The Dilemma of Automated SQL Server Patching

No matter what technological area expertise, patching is always a requirement. This is no different in the life of a DBA. One of the tasks is to ensure that the environment is kept up to date with new releases and security updates but are you able to automate patching? The answer, yes but carefully.

There are a few questions that should be answered when approaching the subject of automated patching:

Has a backup been taken?
Is the environment ready for patching?
Is the Databases ready for patching?
Is the server a member of an AlwaysOn availability group? Can it be failed over safely?
Is there a backout plan for if anything goes wrong?
Can we send out an alter in the event of a failed backup?
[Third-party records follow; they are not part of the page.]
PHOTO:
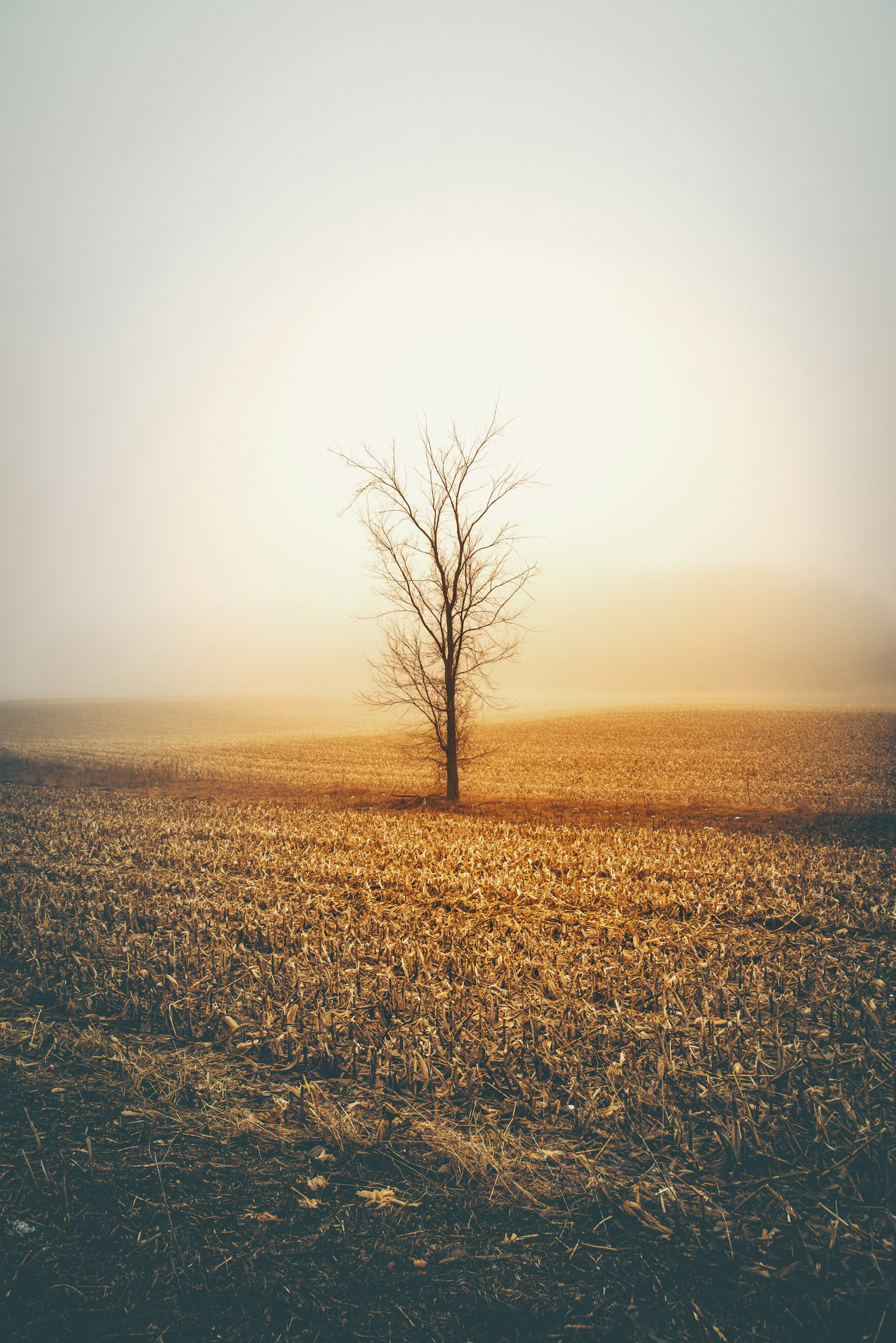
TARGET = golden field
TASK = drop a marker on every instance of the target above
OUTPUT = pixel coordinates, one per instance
(769, 758)
(688, 1018)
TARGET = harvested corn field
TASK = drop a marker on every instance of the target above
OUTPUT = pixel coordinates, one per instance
(633, 1040)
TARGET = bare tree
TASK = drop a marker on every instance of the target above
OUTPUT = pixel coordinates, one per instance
(446, 566)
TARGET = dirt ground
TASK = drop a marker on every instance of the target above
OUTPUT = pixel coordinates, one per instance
(123, 1220)
(124, 1216)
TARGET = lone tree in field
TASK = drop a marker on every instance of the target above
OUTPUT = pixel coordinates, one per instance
(453, 583)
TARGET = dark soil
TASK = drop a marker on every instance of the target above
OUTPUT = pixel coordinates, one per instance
(119, 1224)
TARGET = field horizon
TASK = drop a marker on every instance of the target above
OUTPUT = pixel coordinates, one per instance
(606, 1047)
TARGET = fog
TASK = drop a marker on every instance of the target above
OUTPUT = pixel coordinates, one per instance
(237, 235)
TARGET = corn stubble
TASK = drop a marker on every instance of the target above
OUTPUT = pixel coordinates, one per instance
(693, 1024)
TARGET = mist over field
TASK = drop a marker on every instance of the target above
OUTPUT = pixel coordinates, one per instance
(660, 633)
(234, 238)
(454, 906)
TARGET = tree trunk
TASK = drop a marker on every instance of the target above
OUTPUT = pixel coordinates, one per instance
(452, 782)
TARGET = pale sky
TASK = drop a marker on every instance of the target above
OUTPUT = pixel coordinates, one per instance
(237, 234)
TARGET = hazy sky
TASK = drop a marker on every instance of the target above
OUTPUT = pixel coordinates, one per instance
(234, 234)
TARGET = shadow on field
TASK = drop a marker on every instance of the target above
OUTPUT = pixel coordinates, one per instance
(834, 824)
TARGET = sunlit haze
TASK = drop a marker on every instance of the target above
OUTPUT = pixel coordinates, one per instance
(238, 235)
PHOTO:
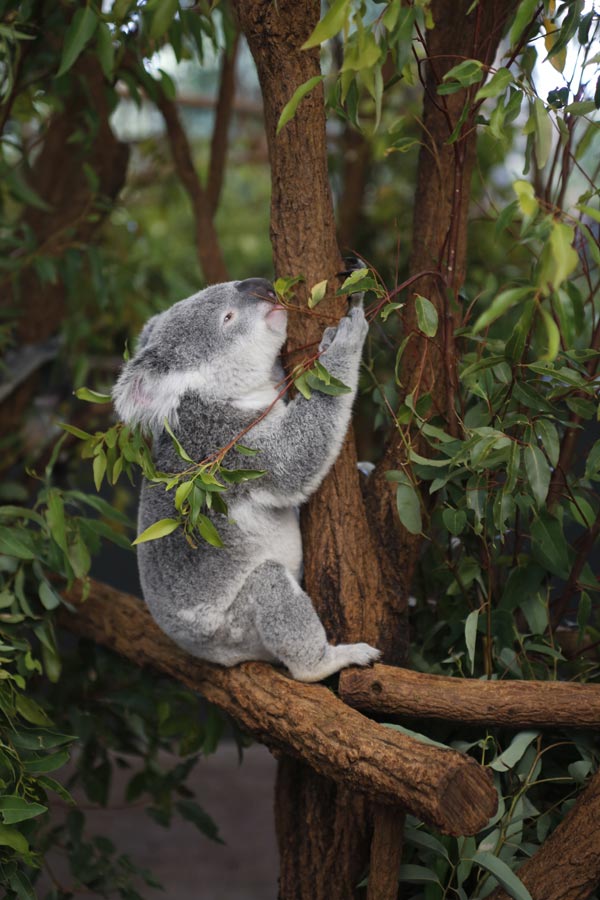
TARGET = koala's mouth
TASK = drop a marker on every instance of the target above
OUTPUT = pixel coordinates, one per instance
(276, 316)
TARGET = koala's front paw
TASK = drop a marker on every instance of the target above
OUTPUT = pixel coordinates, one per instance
(353, 328)
(327, 339)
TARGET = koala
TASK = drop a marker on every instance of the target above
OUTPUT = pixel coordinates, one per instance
(210, 366)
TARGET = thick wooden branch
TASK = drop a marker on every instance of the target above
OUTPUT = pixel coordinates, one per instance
(567, 866)
(445, 788)
(519, 704)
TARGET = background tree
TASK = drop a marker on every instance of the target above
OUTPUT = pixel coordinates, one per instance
(479, 391)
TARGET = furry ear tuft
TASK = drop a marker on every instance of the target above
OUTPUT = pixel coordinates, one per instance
(134, 394)
(145, 394)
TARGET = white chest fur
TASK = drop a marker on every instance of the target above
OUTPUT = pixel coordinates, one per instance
(271, 533)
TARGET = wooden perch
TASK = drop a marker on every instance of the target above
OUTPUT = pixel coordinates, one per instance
(567, 866)
(444, 788)
(519, 704)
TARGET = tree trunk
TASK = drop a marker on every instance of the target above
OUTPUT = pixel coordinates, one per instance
(328, 857)
(439, 245)
(387, 690)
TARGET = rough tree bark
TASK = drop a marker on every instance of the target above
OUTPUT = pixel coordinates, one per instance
(439, 244)
(341, 572)
(517, 704)
(447, 789)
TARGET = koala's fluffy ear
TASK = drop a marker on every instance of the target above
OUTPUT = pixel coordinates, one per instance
(135, 393)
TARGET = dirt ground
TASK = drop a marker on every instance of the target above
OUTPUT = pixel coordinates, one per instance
(190, 867)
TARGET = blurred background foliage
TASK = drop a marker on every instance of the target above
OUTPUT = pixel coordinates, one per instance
(98, 233)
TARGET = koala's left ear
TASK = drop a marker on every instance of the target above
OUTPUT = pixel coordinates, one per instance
(137, 396)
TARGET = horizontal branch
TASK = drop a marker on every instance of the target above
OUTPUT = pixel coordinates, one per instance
(519, 704)
(446, 789)
(567, 865)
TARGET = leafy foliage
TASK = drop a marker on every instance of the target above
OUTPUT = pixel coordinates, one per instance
(509, 512)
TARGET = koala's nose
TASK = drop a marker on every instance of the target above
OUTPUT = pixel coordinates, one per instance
(257, 289)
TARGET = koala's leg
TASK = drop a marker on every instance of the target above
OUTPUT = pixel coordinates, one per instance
(289, 628)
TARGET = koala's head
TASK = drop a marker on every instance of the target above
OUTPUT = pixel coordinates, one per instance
(221, 343)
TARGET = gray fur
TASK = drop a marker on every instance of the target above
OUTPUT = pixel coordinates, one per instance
(211, 379)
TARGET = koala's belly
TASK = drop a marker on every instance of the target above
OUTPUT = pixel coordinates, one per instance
(270, 533)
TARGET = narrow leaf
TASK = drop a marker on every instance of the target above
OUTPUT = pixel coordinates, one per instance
(427, 317)
(78, 34)
(538, 473)
(471, 637)
(332, 22)
(289, 110)
(159, 529)
(500, 870)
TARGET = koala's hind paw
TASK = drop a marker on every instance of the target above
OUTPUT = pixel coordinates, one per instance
(360, 654)
(334, 659)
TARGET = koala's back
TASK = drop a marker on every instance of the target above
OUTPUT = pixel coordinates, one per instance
(174, 575)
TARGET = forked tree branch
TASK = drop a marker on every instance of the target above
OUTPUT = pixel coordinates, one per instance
(516, 704)
(444, 788)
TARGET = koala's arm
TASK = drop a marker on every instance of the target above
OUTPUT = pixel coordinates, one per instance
(299, 443)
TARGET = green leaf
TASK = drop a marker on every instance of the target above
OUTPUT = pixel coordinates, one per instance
(542, 131)
(55, 517)
(407, 501)
(471, 623)
(496, 85)
(10, 837)
(500, 870)
(92, 396)
(78, 34)
(105, 50)
(332, 22)
(469, 71)
(548, 434)
(549, 546)
(45, 764)
(454, 520)
(159, 529)
(48, 597)
(526, 198)
(317, 292)
(501, 304)
(538, 473)
(514, 752)
(99, 468)
(180, 450)
(162, 16)
(209, 532)
(525, 14)
(427, 317)
(16, 544)
(14, 809)
(418, 874)
(289, 110)
(559, 259)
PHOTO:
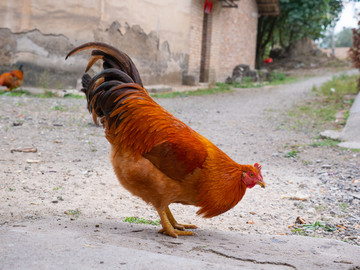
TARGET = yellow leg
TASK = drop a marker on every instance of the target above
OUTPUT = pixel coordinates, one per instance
(168, 228)
(175, 224)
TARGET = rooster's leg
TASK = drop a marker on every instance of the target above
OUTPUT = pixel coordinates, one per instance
(168, 228)
(175, 224)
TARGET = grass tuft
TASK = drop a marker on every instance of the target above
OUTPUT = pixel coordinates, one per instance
(138, 220)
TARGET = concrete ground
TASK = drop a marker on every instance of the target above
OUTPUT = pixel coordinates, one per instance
(51, 243)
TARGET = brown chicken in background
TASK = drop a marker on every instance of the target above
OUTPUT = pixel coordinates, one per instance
(156, 156)
(12, 79)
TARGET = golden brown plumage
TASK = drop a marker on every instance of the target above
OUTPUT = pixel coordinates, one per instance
(156, 156)
(12, 79)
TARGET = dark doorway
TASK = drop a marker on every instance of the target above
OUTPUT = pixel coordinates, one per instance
(205, 48)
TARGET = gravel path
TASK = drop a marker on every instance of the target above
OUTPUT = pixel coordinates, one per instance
(70, 176)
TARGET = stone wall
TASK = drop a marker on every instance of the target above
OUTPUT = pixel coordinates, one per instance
(163, 37)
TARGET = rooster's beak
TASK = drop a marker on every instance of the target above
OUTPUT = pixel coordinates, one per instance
(261, 184)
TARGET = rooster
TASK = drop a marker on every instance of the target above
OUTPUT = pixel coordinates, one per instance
(154, 155)
(12, 79)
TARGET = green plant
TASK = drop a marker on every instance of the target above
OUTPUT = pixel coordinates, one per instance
(319, 112)
(75, 213)
(76, 96)
(325, 143)
(46, 94)
(58, 108)
(138, 220)
(15, 93)
(277, 76)
(291, 154)
(343, 206)
(92, 146)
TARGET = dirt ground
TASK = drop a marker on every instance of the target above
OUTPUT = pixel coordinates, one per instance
(69, 177)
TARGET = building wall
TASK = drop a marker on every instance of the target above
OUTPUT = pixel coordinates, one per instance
(162, 36)
(237, 44)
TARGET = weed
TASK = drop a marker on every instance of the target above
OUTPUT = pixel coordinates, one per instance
(325, 143)
(343, 206)
(46, 94)
(321, 208)
(70, 95)
(319, 113)
(142, 221)
(15, 93)
(58, 108)
(277, 76)
(291, 154)
(75, 213)
(310, 229)
(92, 146)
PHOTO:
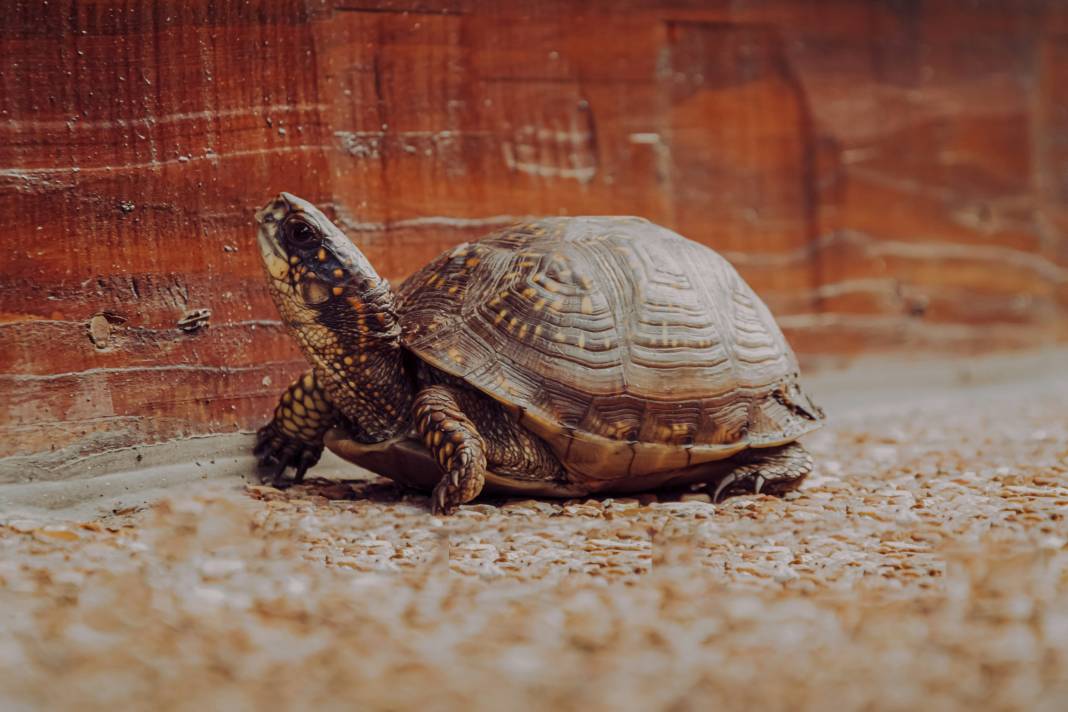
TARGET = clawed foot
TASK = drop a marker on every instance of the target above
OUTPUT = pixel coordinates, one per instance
(736, 484)
(462, 484)
(772, 471)
(279, 452)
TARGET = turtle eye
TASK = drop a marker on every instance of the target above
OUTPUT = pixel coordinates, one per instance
(299, 234)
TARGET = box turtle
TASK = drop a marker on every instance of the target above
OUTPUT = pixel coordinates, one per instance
(562, 358)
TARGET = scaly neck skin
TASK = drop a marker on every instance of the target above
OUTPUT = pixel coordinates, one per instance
(355, 345)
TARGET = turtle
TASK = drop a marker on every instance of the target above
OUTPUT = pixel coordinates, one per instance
(563, 357)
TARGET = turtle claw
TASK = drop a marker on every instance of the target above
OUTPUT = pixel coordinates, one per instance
(439, 501)
(734, 478)
(726, 481)
(279, 451)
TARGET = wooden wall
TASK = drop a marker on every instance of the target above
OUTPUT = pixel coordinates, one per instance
(889, 175)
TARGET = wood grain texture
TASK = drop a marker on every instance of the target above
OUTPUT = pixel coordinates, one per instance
(885, 175)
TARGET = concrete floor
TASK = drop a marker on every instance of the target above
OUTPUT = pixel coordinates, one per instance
(923, 565)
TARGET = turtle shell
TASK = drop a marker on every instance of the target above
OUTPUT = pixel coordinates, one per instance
(630, 349)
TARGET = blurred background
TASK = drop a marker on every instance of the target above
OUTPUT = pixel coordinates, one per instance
(891, 177)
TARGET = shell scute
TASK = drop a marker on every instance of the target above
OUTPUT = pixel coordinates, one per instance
(627, 347)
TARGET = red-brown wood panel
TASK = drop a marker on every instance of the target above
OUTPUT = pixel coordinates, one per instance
(889, 176)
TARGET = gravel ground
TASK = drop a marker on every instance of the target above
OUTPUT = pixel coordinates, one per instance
(923, 565)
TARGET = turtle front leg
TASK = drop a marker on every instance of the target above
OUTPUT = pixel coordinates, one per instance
(294, 437)
(455, 443)
(774, 471)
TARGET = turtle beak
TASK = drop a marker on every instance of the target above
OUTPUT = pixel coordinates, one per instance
(267, 235)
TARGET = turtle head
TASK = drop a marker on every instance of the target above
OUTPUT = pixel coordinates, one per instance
(312, 266)
(340, 311)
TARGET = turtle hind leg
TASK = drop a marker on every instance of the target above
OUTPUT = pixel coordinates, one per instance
(772, 471)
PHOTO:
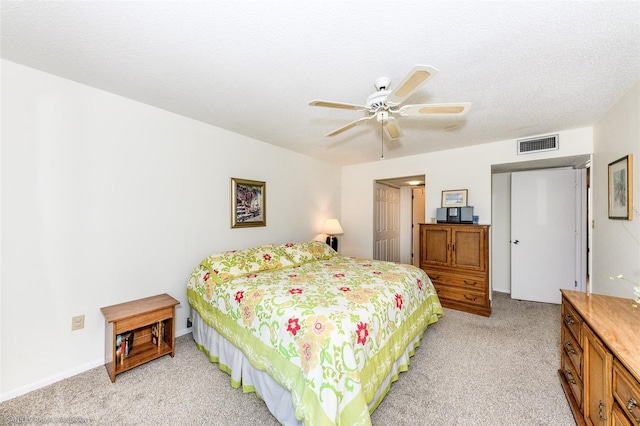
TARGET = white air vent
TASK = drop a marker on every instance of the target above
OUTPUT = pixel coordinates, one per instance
(544, 143)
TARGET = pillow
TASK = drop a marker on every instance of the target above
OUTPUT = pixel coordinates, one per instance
(230, 264)
(308, 251)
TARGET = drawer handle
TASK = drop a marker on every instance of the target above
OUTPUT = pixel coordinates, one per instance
(630, 406)
(569, 377)
(568, 320)
(602, 407)
(568, 348)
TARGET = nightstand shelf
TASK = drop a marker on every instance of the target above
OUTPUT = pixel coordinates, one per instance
(139, 316)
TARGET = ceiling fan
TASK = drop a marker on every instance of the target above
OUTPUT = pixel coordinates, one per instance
(385, 103)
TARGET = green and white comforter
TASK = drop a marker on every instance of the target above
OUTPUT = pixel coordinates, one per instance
(328, 328)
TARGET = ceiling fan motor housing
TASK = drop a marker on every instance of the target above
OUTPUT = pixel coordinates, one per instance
(377, 99)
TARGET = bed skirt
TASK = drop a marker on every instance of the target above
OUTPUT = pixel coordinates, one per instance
(278, 399)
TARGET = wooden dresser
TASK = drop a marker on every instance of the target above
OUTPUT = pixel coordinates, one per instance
(456, 258)
(600, 359)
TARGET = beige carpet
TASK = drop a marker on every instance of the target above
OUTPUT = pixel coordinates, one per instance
(469, 370)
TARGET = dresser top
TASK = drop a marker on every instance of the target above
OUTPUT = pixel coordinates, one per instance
(615, 322)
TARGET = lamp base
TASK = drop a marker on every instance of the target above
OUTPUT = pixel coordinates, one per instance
(332, 241)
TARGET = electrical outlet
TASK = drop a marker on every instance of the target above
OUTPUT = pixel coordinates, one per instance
(77, 322)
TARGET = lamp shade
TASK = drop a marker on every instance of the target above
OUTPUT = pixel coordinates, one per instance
(331, 227)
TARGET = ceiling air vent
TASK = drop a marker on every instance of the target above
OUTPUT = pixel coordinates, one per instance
(544, 143)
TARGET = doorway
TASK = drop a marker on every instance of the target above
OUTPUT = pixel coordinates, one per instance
(501, 233)
(404, 220)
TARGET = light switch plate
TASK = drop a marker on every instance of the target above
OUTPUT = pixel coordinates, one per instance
(77, 322)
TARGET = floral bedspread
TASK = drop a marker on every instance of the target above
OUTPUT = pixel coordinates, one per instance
(326, 327)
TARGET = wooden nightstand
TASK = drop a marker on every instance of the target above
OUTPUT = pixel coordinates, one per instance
(139, 317)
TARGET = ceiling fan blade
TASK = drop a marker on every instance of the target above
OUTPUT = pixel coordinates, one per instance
(350, 125)
(341, 105)
(435, 109)
(392, 129)
(418, 75)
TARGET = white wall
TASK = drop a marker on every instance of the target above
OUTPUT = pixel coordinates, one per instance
(501, 233)
(463, 168)
(106, 200)
(616, 243)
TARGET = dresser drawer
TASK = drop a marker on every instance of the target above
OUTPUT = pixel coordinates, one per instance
(626, 390)
(572, 321)
(468, 282)
(572, 350)
(457, 294)
(571, 376)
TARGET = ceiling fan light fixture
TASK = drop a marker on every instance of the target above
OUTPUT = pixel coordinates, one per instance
(394, 131)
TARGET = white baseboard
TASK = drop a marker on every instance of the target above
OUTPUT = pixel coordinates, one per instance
(65, 374)
(50, 380)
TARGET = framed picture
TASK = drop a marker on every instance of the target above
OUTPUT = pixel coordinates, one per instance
(248, 203)
(620, 188)
(454, 198)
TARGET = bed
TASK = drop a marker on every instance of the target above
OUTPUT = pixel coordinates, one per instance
(318, 336)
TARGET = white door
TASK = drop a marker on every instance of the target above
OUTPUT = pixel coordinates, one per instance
(387, 223)
(418, 212)
(543, 234)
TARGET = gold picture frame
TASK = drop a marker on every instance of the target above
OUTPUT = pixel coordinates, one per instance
(454, 198)
(248, 203)
(621, 188)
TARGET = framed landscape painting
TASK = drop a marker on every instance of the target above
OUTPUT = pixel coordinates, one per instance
(248, 203)
(454, 198)
(620, 188)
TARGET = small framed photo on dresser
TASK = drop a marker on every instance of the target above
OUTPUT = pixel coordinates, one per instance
(454, 198)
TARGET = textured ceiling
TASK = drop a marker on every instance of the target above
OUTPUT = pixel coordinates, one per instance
(527, 67)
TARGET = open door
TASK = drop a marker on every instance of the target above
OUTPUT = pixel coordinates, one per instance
(387, 223)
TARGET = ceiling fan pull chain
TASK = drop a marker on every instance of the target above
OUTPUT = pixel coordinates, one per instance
(381, 139)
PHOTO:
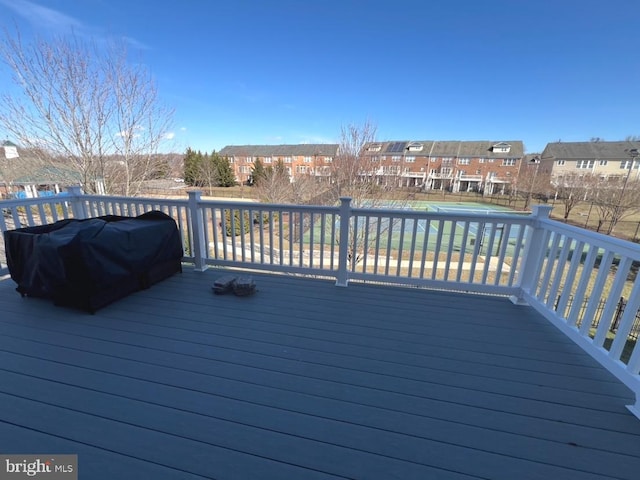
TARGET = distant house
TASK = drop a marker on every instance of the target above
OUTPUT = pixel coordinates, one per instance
(608, 160)
(487, 166)
(304, 159)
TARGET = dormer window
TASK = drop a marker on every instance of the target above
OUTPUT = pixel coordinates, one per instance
(501, 147)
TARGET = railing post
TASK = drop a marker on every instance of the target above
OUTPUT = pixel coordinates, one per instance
(198, 247)
(77, 204)
(342, 278)
(535, 253)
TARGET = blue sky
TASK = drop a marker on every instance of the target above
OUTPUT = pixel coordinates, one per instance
(295, 71)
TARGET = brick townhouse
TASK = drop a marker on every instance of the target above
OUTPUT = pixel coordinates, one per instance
(305, 159)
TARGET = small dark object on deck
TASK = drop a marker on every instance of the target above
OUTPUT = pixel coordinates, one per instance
(224, 285)
(244, 286)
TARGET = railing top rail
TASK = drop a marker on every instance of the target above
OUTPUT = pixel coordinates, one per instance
(269, 206)
(621, 247)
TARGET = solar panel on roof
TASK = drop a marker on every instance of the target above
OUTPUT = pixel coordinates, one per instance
(395, 147)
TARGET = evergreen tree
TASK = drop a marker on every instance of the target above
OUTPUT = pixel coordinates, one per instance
(258, 172)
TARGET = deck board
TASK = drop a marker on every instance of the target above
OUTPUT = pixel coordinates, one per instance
(308, 380)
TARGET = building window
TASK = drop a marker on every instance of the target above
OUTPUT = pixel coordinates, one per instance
(626, 164)
(585, 164)
(501, 147)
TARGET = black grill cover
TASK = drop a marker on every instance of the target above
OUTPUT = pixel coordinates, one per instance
(86, 262)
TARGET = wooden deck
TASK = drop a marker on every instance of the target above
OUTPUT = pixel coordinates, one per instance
(305, 380)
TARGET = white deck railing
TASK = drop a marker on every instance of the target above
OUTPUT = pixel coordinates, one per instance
(564, 272)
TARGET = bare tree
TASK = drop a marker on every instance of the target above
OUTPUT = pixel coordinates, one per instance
(84, 104)
(572, 189)
(274, 185)
(615, 201)
(368, 185)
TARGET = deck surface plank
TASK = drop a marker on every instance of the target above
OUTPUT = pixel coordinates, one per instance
(308, 380)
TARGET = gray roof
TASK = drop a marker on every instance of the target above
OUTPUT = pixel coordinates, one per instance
(453, 148)
(306, 149)
(589, 150)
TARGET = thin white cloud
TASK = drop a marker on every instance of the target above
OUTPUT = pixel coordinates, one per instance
(41, 16)
(45, 18)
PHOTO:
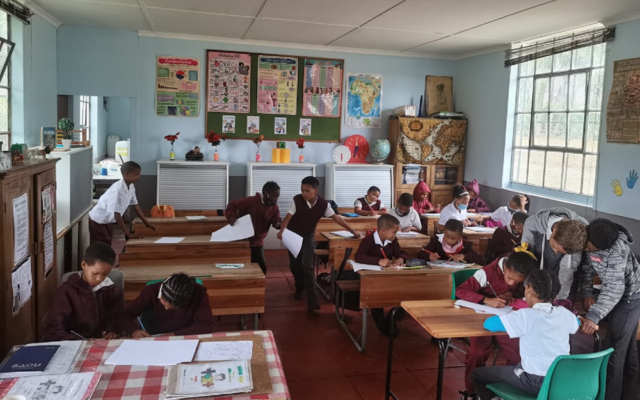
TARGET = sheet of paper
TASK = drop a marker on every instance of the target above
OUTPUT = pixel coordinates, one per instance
(482, 309)
(242, 229)
(292, 241)
(146, 352)
(223, 351)
(168, 240)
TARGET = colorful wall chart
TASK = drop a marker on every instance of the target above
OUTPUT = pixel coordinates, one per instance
(322, 88)
(277, 85)
(177, 86)
(229, 85)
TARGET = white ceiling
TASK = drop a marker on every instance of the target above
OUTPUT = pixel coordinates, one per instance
(427, 28)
When out team was approached with creating a method of deploying automated patching for SQL servers, we took the safe approach and made sure the automated process was aware of the environment that it was patching and would only patch if it met specific requirements. There are a few queue areas that this post will concentrate on to make sure that each patch installed is ether successful or an alert is sent out for a failure. What we would like to avoid is silent failures.

Logging

When a patch job is launched on a server, the first step in the process is to setup a patching log file. This step is critical, and the entire job will fail with an exit code if the process of log creation does not meet the following requirements:

Does the Log Directory exist? If not attempt to create it and fail if it is not possible
Does a Log exist? We can't overwrite old logs we need a method of re-naming old log files while only keeping a specific number for housekeeping. If no log exists create a new log
Can I successfully write to the log file? If not then the job fails.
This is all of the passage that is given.